As it is, the AI has a gap in it's understanding that can now be remedied, which is the intent of the program. It's a shame that someone was killed, but it was advertised that their would be automated cars running around the area so she should have been aware of the danger. My mother taught me from a young age not to step in front of moving vehicles.Never assume they will stop. Because sometimes, they will not.
It was a terrible accident. But the only one that could have definitely prevented it was the deceased. She risked her life by stepping into the road between two controlled intersections, an infraction of the law that is there to keep her safe. Yes, Uber bears some liability, but not criminal responsibility for the incident. They are responsible for the next one because now they know better.
It's a shame that someone was killed, but it was advertisedOh, Cyril, that is cold. If I advertise I will be releasing a chlorine gas cloud in my neighbourhood then who is to blame?
It's scary how many roadkill anecdotes I have, this one is meta. I was a passenger when my friend ran down an Alsatian that ran out in front of him. He jumped out his car to check if it was dead, and it sprang up and bit his hand before running away. Served him right, well, I laughed.
I told that story at a dinner party and it prompted confessionals from everyone in the room. The first person admitted running down a rabbit. The next person admitted to running down a cat. And then the animals got bigger and the stories more gory. The last guy in the room said nothing but he started crying. His fiancee said, "Last year Paul ran down and killed an OAP. He wasn't prosecuted because the man just walked out between parked cars in front of him, but..."
I burst out laughing myself. Literally by myself, nobody in my house saw the funny side.
I was a schoolchild when I saw a girl my age flying though the air after being hit by a car. About 15 feet high, tumbling through the air, survived with only one broken leg. She was screaming but what I remember more is the frozen look on the drivers face.
I used to hate car drivers and would terrify them with awful stunts I won't list now.
For those of you wondering what is required to conduct a trial on UK public road read the government guidelines,
https://assets.publishing.service.gov.uk/government/uploads/system/uploads/attachment_data/file/776511/code-of-practice-automated-vehicle-trialling.pdf
AFAIK there have no tests of ADS so far on UK roads.
Imagine they bring this system to the UK.
Imagine the carnage!
In the UK there is no such thing as "jaywalking". I had no clue what the american actors on TV were talking about when I was a kid.

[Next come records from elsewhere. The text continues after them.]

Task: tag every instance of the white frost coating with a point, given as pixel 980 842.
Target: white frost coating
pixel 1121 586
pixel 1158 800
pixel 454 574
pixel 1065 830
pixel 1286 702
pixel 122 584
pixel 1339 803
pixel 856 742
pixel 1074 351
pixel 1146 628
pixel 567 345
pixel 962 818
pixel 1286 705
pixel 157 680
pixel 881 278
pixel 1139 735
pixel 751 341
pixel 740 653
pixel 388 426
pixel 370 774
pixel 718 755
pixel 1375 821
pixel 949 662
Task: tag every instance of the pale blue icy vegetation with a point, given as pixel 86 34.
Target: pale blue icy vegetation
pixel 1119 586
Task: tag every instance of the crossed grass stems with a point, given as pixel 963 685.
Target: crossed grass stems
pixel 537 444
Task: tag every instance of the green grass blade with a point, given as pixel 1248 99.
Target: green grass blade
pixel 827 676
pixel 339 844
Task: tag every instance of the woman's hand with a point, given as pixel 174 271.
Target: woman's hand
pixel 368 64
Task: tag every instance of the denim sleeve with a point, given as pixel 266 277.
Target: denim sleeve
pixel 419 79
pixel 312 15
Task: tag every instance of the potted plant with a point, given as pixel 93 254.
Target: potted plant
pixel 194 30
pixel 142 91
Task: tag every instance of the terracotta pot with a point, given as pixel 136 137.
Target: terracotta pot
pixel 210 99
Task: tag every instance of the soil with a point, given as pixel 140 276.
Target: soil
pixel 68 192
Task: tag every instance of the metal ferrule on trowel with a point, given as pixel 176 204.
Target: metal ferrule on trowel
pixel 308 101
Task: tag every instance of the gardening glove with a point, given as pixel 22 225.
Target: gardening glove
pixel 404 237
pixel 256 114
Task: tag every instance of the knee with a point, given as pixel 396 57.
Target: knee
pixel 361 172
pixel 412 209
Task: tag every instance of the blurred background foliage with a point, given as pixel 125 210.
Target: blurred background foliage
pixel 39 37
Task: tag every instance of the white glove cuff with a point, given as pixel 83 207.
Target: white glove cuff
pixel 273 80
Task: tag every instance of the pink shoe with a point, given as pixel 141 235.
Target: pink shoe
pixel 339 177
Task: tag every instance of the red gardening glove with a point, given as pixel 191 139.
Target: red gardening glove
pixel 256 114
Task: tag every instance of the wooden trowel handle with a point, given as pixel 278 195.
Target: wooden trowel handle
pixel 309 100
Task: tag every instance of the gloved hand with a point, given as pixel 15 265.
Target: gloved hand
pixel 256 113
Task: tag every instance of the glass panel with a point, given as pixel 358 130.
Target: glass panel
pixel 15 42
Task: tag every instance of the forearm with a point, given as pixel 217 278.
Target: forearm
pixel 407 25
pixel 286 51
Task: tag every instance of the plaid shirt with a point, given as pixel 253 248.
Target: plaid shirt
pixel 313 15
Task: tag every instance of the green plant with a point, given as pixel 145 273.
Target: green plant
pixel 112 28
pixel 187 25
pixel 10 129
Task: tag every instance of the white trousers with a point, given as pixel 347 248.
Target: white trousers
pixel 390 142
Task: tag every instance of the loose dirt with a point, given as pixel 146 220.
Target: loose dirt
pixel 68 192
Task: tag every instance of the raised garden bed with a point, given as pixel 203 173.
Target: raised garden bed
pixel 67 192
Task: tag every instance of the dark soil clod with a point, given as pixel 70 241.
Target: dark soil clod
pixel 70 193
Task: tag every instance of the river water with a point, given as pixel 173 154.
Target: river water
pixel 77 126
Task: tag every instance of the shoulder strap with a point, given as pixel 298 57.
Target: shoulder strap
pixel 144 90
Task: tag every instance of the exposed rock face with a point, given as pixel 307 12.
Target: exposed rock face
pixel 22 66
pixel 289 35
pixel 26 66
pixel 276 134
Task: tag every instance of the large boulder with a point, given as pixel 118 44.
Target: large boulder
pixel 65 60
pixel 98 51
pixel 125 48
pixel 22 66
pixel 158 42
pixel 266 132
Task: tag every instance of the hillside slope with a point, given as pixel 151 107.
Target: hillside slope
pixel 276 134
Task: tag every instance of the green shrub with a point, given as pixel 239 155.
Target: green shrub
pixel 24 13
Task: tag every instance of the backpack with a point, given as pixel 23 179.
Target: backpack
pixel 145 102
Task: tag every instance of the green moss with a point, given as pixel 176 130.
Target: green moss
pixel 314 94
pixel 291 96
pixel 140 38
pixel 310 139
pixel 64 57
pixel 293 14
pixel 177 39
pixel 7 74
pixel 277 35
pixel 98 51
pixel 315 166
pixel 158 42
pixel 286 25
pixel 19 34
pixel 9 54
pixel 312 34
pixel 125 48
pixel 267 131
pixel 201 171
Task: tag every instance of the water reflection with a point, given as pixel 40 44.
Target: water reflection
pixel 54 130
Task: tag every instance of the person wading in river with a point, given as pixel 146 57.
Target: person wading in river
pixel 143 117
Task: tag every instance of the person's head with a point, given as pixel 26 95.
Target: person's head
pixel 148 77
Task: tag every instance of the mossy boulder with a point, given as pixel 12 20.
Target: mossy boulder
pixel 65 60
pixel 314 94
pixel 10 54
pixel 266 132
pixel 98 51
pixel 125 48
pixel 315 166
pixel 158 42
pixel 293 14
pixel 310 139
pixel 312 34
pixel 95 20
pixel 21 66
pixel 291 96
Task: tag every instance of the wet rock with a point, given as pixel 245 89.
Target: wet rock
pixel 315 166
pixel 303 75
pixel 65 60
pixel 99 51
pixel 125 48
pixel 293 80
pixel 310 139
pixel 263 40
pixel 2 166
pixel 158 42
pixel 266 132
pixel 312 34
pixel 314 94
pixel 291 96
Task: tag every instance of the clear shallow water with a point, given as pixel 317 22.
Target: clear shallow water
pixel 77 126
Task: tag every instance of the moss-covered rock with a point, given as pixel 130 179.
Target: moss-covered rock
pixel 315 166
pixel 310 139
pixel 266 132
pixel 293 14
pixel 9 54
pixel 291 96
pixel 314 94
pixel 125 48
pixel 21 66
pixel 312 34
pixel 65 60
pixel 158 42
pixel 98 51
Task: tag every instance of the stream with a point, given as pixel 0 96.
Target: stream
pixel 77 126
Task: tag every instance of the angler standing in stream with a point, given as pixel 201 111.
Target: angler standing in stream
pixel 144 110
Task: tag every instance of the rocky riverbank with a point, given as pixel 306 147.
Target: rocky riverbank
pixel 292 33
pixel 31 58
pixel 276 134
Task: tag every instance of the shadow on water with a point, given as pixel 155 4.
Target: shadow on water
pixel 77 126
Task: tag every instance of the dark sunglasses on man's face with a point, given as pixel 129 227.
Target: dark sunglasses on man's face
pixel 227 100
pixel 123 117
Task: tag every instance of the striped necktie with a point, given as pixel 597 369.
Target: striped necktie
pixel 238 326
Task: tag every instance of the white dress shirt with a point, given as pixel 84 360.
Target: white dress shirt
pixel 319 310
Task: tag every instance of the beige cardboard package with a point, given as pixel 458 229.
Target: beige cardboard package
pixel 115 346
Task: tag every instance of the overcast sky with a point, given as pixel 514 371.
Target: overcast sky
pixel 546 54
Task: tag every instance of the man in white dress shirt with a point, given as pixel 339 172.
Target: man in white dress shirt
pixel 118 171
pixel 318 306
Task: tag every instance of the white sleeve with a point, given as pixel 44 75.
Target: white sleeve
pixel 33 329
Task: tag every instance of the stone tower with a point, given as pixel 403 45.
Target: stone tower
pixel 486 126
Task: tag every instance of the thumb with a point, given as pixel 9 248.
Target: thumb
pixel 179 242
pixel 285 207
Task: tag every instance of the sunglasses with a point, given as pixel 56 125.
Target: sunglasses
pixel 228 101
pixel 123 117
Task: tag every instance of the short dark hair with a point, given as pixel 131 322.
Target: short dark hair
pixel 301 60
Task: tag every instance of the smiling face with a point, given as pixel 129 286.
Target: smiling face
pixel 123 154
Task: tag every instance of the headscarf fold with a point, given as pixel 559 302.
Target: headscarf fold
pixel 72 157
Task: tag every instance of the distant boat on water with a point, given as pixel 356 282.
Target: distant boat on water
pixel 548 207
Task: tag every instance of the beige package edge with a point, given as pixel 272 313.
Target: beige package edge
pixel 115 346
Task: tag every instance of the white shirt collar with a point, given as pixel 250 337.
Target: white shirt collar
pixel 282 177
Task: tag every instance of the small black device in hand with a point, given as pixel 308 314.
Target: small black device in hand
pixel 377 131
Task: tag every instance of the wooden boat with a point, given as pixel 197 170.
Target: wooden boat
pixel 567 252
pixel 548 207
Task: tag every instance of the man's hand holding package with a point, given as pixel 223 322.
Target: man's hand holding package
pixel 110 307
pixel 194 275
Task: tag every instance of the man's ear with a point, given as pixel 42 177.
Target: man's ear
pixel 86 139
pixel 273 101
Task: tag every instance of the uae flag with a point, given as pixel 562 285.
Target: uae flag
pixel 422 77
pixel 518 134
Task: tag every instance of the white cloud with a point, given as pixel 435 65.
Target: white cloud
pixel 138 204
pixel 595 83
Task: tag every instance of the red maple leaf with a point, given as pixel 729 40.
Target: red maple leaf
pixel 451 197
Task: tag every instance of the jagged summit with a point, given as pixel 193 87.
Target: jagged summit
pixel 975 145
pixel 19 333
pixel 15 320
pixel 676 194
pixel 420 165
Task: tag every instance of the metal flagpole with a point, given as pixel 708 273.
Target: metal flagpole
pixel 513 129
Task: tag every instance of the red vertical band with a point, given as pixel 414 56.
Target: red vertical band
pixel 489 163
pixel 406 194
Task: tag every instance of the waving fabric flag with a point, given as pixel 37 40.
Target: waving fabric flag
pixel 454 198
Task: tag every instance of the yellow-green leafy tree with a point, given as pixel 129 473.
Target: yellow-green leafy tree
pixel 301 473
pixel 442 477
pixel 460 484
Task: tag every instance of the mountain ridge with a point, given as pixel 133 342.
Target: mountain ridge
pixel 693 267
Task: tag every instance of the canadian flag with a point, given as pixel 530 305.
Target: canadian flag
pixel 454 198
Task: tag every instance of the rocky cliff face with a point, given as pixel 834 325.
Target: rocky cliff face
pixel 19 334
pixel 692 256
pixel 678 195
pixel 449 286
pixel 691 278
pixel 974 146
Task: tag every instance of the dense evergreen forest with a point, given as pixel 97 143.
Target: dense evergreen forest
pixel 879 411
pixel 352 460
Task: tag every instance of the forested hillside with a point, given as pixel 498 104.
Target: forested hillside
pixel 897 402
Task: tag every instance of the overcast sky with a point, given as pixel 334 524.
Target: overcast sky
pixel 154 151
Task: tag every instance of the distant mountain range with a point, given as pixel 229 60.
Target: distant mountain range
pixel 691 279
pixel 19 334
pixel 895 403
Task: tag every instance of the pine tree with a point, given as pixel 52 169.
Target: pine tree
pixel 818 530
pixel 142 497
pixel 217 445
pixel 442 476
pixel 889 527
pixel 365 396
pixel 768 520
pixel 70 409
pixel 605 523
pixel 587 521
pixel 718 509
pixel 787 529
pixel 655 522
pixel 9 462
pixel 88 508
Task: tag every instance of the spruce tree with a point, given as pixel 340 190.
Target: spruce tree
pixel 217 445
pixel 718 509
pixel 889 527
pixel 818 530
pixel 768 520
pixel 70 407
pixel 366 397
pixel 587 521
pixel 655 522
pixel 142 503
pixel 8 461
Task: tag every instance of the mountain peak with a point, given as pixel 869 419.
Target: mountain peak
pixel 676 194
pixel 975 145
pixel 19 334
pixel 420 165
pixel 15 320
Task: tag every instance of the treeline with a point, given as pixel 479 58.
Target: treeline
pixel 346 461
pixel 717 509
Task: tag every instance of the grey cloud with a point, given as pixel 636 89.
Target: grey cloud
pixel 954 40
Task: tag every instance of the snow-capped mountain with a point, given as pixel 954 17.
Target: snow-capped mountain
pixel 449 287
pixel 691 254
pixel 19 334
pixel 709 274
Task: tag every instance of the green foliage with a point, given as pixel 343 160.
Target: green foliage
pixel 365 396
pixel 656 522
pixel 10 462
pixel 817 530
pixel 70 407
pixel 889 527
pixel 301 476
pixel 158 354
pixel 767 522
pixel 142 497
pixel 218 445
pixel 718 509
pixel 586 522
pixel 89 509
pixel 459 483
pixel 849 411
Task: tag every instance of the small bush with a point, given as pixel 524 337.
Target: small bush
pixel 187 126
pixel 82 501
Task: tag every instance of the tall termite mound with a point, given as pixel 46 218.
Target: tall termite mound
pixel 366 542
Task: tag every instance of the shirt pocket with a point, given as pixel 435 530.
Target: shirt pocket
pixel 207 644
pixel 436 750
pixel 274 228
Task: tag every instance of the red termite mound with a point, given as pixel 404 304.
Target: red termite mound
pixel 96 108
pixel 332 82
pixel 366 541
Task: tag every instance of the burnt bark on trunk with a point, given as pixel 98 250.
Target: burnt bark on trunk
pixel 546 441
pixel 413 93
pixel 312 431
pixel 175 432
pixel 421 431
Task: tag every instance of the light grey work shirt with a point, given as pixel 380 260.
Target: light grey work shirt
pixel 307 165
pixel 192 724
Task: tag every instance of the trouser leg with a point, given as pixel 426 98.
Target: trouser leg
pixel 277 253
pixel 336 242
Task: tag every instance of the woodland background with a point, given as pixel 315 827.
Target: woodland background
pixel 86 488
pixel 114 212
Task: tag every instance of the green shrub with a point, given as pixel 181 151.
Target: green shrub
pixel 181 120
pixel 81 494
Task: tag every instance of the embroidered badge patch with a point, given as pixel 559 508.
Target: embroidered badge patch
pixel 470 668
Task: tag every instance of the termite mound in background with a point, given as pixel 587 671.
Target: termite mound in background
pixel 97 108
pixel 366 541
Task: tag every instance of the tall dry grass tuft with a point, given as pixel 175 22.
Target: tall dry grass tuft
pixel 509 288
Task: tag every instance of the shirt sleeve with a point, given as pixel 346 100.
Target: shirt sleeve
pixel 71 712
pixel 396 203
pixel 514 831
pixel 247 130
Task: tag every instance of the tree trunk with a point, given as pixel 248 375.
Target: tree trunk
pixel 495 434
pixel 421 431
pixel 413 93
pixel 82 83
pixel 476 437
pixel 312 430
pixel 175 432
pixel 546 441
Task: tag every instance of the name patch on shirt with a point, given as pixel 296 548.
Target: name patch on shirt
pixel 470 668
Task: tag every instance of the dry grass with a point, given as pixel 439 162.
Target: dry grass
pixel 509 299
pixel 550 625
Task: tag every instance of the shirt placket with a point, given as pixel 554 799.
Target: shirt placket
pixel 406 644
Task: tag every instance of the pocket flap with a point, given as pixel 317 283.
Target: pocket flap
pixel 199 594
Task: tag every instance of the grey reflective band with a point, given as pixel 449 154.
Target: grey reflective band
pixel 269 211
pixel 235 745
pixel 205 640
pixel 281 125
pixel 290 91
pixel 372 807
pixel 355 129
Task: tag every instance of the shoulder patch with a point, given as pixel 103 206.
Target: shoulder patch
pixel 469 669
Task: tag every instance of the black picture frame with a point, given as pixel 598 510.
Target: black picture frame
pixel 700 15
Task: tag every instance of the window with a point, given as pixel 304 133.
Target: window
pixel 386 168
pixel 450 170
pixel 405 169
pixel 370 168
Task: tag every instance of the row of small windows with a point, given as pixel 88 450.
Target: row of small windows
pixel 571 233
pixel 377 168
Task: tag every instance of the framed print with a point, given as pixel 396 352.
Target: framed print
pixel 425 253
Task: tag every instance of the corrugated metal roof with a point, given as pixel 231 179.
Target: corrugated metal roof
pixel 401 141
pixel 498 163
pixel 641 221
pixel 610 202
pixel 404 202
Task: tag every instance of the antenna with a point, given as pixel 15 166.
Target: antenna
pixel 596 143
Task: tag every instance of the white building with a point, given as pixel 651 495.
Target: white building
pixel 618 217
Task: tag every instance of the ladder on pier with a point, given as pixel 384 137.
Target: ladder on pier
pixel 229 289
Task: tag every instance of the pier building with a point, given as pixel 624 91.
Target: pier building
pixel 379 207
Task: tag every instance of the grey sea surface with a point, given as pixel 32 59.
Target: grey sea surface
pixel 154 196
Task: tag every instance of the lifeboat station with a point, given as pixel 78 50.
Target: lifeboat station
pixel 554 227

Nobody called it "jaywalking". I just knew it as crossing the road.
Everyone simply crosses the road, even when there are crossings right next to them.
So, the world isn't one giant Amazon warehouse, but a place containing human beings doing human stuff. Who would have thought it? Well, everyone except Uber really. The assumption almost makes sense in terms of Uber's quest to run a service business without the tiresome requirement to pay anybody. People being people however means you need other people to deal with them. I suspect truly autonomous vehicles are a lot further off than their proponents would have us believe.
My son has suggested that the driving test of the future will be 4 hours of total boredom followed by 5 seconds of absolute terror. Your pass / fail will be decided on if you avoid the accident in the self driving car...
The other is what my father said when I first learnt to drive, which is treat every other person on the road (and next to it) as an idiot and you won't' go far wrong.
You also won't go very far, period. This is because the mere act of driving is an inherent risk no matter what you do. All you can do at that point is to live with the risk, understand there WILL be people unintentionally out to kill you, but you have to drive around them anyway and live with your Sword of Damocles if you want to make a living.